Demian by Hermann Hesse

28/02/2014 23:35

“He who wants to be born must destroy a world.”

“I have no idea whether parents can be of help, and I do not blame mine. It was my own affair to come to terms with myself and to find my own way, and like most well-brought-up children, I managed it badly. ”

 “The realization that my problem was one that concerned all men, a problem of living and thinking, suddenly swept over me and I was overwhelmed by fear and respect as I suddenly saw and felt how deeply my own personal life and opinions were immersed in the eternal stream of great ideas. Though it offered some confirmation and gratification, the realization was not really a joyful one. It was hard and had a harsh taste because it implied responsibility and no longer being allowed to be a child; it meant standing on one’s own feet.”

“I have no right to call myself one who knows. I was one who seeks, and I still am, but I no longer seek in the stars or in books; I'm beginning to hear the teachings of my blood pulsing within me. My story isn't pleasant, it's not sweet and harmonious like the invented stories; it tastes of folly and bewilderment, of madness and dream, like the life of all people who no longer want to lie to themselves.”
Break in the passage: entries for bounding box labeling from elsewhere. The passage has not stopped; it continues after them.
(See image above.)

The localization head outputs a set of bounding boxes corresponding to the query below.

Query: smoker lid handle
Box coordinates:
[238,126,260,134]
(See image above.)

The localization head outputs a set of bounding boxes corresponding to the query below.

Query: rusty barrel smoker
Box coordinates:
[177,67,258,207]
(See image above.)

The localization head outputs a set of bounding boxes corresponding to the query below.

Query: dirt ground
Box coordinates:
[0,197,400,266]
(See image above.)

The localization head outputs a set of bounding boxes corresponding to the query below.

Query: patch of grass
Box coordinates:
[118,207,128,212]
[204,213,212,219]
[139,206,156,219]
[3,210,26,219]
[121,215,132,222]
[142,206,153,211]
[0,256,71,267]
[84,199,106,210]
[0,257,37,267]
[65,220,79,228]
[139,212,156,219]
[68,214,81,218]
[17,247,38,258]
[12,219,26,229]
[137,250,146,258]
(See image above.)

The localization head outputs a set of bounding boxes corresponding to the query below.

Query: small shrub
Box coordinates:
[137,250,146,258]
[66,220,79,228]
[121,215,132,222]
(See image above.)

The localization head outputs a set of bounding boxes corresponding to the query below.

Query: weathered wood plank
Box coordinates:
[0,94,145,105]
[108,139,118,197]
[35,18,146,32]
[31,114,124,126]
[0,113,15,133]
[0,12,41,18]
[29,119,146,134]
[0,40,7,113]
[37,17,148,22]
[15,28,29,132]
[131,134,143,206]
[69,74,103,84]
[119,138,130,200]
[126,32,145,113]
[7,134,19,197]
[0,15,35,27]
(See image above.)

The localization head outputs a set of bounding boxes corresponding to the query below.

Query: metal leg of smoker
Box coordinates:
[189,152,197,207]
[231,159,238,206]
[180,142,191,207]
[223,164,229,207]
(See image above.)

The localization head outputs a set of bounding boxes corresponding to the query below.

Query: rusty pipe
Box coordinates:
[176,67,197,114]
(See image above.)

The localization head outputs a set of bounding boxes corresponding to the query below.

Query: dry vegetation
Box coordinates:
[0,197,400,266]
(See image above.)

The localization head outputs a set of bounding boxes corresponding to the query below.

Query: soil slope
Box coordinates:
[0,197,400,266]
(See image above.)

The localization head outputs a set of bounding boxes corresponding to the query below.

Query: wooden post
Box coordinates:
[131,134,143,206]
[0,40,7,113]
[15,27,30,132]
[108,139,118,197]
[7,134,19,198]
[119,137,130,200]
 “I live in my dreams — that's what you sense. Other people live in dreams, but not in their own. That's the difference.”

 

“I was only trying to live my life in accordance with the principles which sprang from my own true self. Why was that so very difficult? ”

  “The things we see are the same things that are within us. There is no reality except the one contained within us. That is why so many people live such an unreal life. They take the images outside them for reality and never allow the world within to assert itself.”
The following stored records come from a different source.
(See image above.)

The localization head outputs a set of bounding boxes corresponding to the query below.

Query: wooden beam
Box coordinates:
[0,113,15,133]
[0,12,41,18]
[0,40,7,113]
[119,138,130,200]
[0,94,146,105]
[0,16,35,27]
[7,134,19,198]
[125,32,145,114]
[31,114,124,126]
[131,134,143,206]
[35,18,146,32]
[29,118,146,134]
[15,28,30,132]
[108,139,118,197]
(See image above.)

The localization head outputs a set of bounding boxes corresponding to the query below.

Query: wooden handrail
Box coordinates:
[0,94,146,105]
“We who bore the mark might well be considered by the rest of the world as strange, even as insane and dangerous. We had awoken, or were awakening, and we were striving for an ever perfect state of wakefulness, whereas the ambition and quest for happiness of the others consisted of linking their opinions, ideals, and duties, their life and happiness, ever more closely with those of the herd. They, too, strove; they, too showed signs of strength and greatness. But as we saw it, whereas we marked men represented Nature's determination to create something new, individual, and forward-looking, the others lived in the determination to stay the same. For them mankind--which they loved as much as we did--was a fully formed entity that had to be preserved and protected. For us mankind was a distant future toward which we were all journeying, whose aspect no one knew, whose laws weren't written down anywhere.”

“Every natural form is latent within us, originates in the soul whose essence is eternity, whose essence we cannot know but which most often intimates itself to us as the power to love and create.”
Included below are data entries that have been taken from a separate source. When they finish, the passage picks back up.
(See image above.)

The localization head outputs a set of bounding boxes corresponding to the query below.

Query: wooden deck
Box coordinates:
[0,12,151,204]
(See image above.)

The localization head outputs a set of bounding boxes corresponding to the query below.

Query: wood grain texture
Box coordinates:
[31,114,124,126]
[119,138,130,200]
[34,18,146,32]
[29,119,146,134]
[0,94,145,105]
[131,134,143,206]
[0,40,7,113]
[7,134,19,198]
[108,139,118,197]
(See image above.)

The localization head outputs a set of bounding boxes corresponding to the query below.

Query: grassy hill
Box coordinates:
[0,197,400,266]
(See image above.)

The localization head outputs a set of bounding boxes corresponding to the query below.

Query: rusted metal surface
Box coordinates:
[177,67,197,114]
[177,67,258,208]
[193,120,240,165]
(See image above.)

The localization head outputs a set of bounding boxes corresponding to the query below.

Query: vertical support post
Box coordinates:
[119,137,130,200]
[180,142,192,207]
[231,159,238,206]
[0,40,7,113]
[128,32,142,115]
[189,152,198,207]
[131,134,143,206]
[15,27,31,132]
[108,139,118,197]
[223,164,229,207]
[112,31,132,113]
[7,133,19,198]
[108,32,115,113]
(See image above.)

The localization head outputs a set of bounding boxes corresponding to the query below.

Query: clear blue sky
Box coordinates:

“At one time I had given much thought to why men were so very rarely capable of living for an ideal. Now I saw that many, no, all men were capable of dying for one.”

“Only the ideas we actually live are of any value.”

“Each of us has to find out for ourselves what is permitted and what is forbidden--forbidden for him. It's possible for one never to transgress a single law and still be a bastard. And vice versa.

“Gaze into the fire, into the clouds, and as soon as the inner voices begin to speak surrender to them, don't ask first whether it's permitted or would please your teachers or father, or some god. You will ruin yourself if you do that. ”

 

One never reaches home, but wherever friendly paths intersect the whole world looks like home for a time. ”

“Love must not entreat,' she added, 'or demand. Love must have the strength to become certain within itself. Then it ceases merely to be attracted and begins to attract.”

“I like listening to music, but only the kind you play, absolute music, the kind that makes you feel that someone is rattling at the doors if heaven and hell. I like music very much, I think, because it's so unconcerned with morality.”